By the first encore….I was becoming uneasy.
Lisa Gerrard was singing back-up into a mike at stage front and then stepping back whilst Brendan Perry sang the lead. Strangely…..as she played the zills (finger cymbals)…..there was no mike when she stepped back, yet they sounded crystal clear and floated effortlessly over the dense instrumental melange filling the hall?
I then watched the drummer and percussionist…and couldn’t really hear their contribution apart from the shimmering cymbals. Yet the shimmering cymbals began either before the percussionist brushed them…or after?….and the under 30 Hz dominant throb was certainly not being produced by the drum?

For the final of three encores….a solo from Lisa….I carefully watched only her lips….and gasped at the subtle (yet visible) slip betwixt sight and sound?

As I walked from the Concert Hall amongst the adoring throng….I felt sickened at the realisation that we had all just paid to gather together to listen to a ‘recording’?

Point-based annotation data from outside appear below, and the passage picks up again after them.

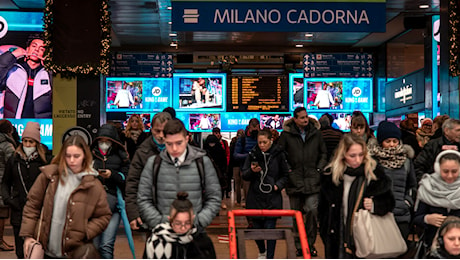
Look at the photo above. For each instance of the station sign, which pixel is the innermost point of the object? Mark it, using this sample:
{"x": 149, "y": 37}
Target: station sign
{"x": 348, "y": 65}
{"x": 279, "y": 16}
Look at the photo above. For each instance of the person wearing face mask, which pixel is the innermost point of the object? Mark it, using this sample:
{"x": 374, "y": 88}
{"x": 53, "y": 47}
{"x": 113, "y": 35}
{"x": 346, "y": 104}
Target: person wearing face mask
{"x": 111, "y": 160}
{"x": 395, "y": 159}
{"x": 438, "y": 195}
{"x": 21, "y": 171}
{"x": 266, "y": 168}
{"x": 244, "y": 144}
{"x": 350, "y": 168}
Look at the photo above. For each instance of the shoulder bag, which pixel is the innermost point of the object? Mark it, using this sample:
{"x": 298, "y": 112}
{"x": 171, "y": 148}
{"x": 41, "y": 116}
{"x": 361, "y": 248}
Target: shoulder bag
{"x": 36, "y": 250}
{"x": 376, "y": 236}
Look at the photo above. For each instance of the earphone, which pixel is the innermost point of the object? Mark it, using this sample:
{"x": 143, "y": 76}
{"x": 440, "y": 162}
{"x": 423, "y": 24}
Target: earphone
{"x": 437, "y": 167}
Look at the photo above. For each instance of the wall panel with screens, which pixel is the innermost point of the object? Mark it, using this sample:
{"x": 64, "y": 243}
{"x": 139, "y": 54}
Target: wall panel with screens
{"x": 258, "y": 93}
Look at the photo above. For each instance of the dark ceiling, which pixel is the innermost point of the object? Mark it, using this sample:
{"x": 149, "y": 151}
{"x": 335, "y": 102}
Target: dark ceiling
{"x": 143, "y": 25}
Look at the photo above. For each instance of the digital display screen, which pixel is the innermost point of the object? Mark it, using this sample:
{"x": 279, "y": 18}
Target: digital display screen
{"x": 296, "y": 90}
{"x": 338, "y": 94}
{"x": 199, "y": 91}
{"x": 46, "y": 129}
{"x": 138, "y": 94}
{"x": 273, "y": 121}
{"x": 262, "y": 93}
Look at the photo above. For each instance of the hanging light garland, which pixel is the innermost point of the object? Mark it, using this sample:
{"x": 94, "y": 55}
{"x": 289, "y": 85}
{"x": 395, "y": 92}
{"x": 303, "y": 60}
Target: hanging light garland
{"x": 86, "y": 69}
{"x": 453, "y": 39}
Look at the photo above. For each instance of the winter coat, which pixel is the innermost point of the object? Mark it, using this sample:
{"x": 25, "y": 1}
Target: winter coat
{"x": 274, "y": 164}
{"x": 87, "y": 210}
{"x": 404, "y": 186}
{"x": 116, "y": 159}
{"x": 330, "y": 213}
{"x": 13, "y": 192}
{"x": 425, "y": 160}
{"x": 306, "y": 158}
{"x": 143, "y": 153}
{"x": 154, "y": 202}
{"x": 7, "y": 147}
{"x": 243, "y": 146}
{"x": 424, "y": 209}
{"x": 13, "y": 78}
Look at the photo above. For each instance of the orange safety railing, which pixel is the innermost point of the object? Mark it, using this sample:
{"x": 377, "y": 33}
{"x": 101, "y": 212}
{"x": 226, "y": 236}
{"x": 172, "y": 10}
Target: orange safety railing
{"x": 266, "y": 213}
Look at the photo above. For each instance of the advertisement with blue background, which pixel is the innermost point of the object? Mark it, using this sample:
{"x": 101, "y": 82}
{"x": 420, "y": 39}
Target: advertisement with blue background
{"x": 46, "y": 129}
{"x": 279, "y": 16}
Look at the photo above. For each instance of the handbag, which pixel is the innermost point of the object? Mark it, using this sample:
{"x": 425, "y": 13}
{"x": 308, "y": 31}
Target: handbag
{"x": 36, "y": 250}
{"x": 376, "y": 236}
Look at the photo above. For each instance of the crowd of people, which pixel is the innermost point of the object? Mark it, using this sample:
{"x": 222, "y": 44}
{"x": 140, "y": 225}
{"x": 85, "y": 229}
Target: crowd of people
{"x": 72, "y": 204}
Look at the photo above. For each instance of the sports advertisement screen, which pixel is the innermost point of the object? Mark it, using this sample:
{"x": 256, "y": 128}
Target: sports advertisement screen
{"x": 339, "y": 94}
{"x": 199, "y": 91}
{"x": 138, "y": 94}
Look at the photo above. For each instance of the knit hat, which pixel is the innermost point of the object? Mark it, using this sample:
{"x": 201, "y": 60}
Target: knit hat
{"x": 387, "y": 130}
{"x": 32, "y": 131}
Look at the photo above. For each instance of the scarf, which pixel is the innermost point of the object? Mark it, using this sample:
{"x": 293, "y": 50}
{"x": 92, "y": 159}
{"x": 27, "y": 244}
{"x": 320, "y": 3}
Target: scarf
{"x": 392, "y": 158}
{"x": 434, "y": 191}
{"x": 355, "y": 171}
{"x": 161, "y": 243}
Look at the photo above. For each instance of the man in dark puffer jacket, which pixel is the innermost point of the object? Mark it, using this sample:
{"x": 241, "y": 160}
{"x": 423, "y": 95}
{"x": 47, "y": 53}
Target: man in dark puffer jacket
{"x": 307, "y": 155}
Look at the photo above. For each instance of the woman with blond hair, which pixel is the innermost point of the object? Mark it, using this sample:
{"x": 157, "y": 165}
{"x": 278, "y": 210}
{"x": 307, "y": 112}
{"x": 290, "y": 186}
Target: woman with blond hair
{"x": 66, "y": 205}
{"x": 134, "y": 134}
{"x": 351, "y": 167}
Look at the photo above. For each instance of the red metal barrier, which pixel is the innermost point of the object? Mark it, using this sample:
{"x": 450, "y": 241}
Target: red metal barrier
{"x": 266, "y": 213}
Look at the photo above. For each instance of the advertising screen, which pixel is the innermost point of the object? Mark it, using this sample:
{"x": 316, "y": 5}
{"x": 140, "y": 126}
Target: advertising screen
{"x": 138, "y": 94}
{"x": 296, "y": 90}
{"x": 199, "y": 91}
{"x": 146, "y": 120}
{"x": 339, "y": 94}
{"x": 258, "y": 93}
{"x": 273, "y": 121}
{"x": 46, "y": 129}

I would have thought DCD would have attracted more than just 2600. Maybe Lisa had laryngitis....??

:-)
Argh, your report leaves me queasy and disgruntled. The accelerating dissolution of the divide between performance reality and fiction continues to erode musical culture. I've seen a number of polls lately asking the public how they feel about this lip-sync phenomenon and ever larger numbers seem to feel it makes no difference. As a culture, we first lost the ability to tolerate physical imperfections in the appearance of media stars, expecting every image to be Photoshop perfection. Now, the same hyper-real expectations seem to be poisoning our ability to tolerate the glitches of live musical performance.